Dramatically and artistically, in my opinion, the peak came too early -- due to the piece itself. I had never heard this Vivaldi aria before from Bajazet, "Sposa, son disprezzata," but it was so moving and so delicately phrased -- I could tell everyone was holding their breath for the entire piece. It was really incredible. The rest of the first half of the program had some sexy and charming works, including the very whimsical Adolphe Adam aria, "Ah! vous dirai-je maman," from "Le Toreador, ou l'Accord parfait", which had the wackiest, wildest variations on Mozart's most famous theme (Twinkle, Twinkle, Little Star).
Alas, I am super-critical. Although Jo was not to be matched by many other coloraturas out there, I still found a few things that bothered me. The clarity of her diction went in and out. Sometimes, I understood what she was singing perfectly, usually at the beginnings of phrases. but her words would get muddy towards the ends of phrases and in her higher range. She modified some vowels in her higher range which my voice teacher would have disapproved because some of those notes weren't really that high (just an F or fa). You really can't change the Italian word for God "Dio" into "D?o" -- it changes the meaning of what you're trying to communicate, especially in such a well-known aria as Puccini's "O mio babbino caro."
In recital, it can be difficult to decide how much acting to do and how many gestures to incorporate into a piece. I was in want of more acting and expression from Jo, whose face would annoyingly blank whenever she stopped singing (even if the piano was still playing). As singers, we need to communicate from the beginning to the end of a piece. Then there was often the awkward movements of the arms, which were repeated all too often. After no physical movement for almost an entire piece, an arm would get thrown out to emphasize a final, stratospheric note. Too strange. In other pieces, she would do the same movement, maybe with the other arm, maybe with both -- but exactly the same movement. At least two times, she reached out to the audience at the end of a phrase with her right arm. I don't mind physical movement during a recital, but it needs to have more of a context and be varied. How many times did she touch her right cheek with her right hand during the La Traviata works?

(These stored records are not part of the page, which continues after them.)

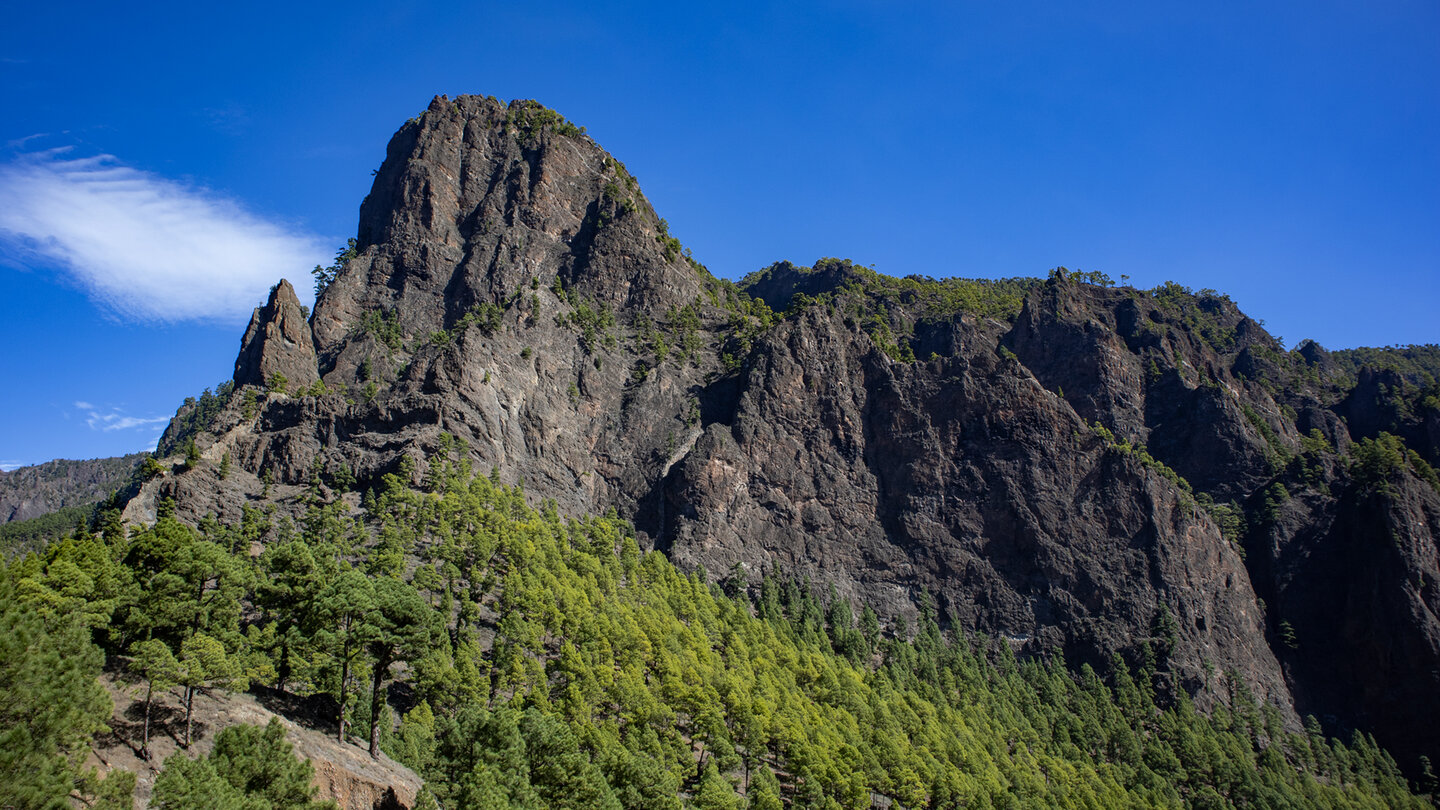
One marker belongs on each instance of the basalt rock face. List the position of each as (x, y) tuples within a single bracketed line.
[(1063, 464), (278, 343)]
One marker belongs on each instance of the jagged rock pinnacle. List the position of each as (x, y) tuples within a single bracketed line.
[(278, 343)]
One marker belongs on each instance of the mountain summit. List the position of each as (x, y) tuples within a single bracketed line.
[(1063, 463)]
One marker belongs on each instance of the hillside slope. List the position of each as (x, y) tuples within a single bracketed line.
[(1063, 463)]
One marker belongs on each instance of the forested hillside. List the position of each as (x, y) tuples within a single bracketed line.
[(517, 657)]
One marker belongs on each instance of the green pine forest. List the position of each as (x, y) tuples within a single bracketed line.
[(517, 657)]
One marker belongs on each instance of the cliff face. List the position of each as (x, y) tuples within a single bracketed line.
[(1064, 464)]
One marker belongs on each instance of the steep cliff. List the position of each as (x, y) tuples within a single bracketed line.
[(1060, 463)]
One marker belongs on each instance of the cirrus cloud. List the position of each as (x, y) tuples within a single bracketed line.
[(146, 247)]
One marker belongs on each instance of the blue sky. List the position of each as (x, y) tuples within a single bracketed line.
[(160, 166)]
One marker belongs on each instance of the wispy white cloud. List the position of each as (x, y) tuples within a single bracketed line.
[(147, 247), (114, 418)]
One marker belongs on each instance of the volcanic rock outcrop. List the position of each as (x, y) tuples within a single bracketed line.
[(1063, 464)]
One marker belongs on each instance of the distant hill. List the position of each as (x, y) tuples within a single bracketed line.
[(41, 489)]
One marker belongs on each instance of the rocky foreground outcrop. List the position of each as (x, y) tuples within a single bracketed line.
[(1064, 464)]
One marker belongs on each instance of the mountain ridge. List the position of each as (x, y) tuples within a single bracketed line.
[(1057, 461)]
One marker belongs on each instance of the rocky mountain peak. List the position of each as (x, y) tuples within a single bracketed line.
[(1064, 464), (481, 203), (277, 342)]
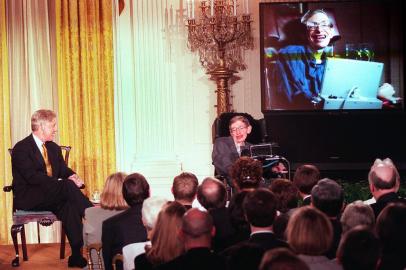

Jo wore a couple loud dresses in her program, the latter being bright orange with huge ruffles everywhere. Those showed her true personality underneath all her professional calm. The lengths of the dresses for the most part hid the sometimes distracting shifting of her right leg, forward and back, side to side -- must have helped with the coloratura.
I'm really too harsh. She was really wonderful. The French love her -- of course, with beautiful tone and vocal agility like that? We clapped until we got four encores, one of them a Korean song, and the final, Schubert's Ave Maria, in remembrance of her father's death. (I think it was her father. Jo spoke beautiful, though very soft, French during her intro to the song, but I thought I heard "mere" and "pere" and couldn't figure out which had passed away.) The funeral was that very morning and she had to miss it because of her singing engagement with us. But she knew her father would be happy she was singing. The story made the piece even more moving. Afterwards, the entire audience gave her a standing ovation. What courage it must have taken to come to Paris and perform under such circumstances!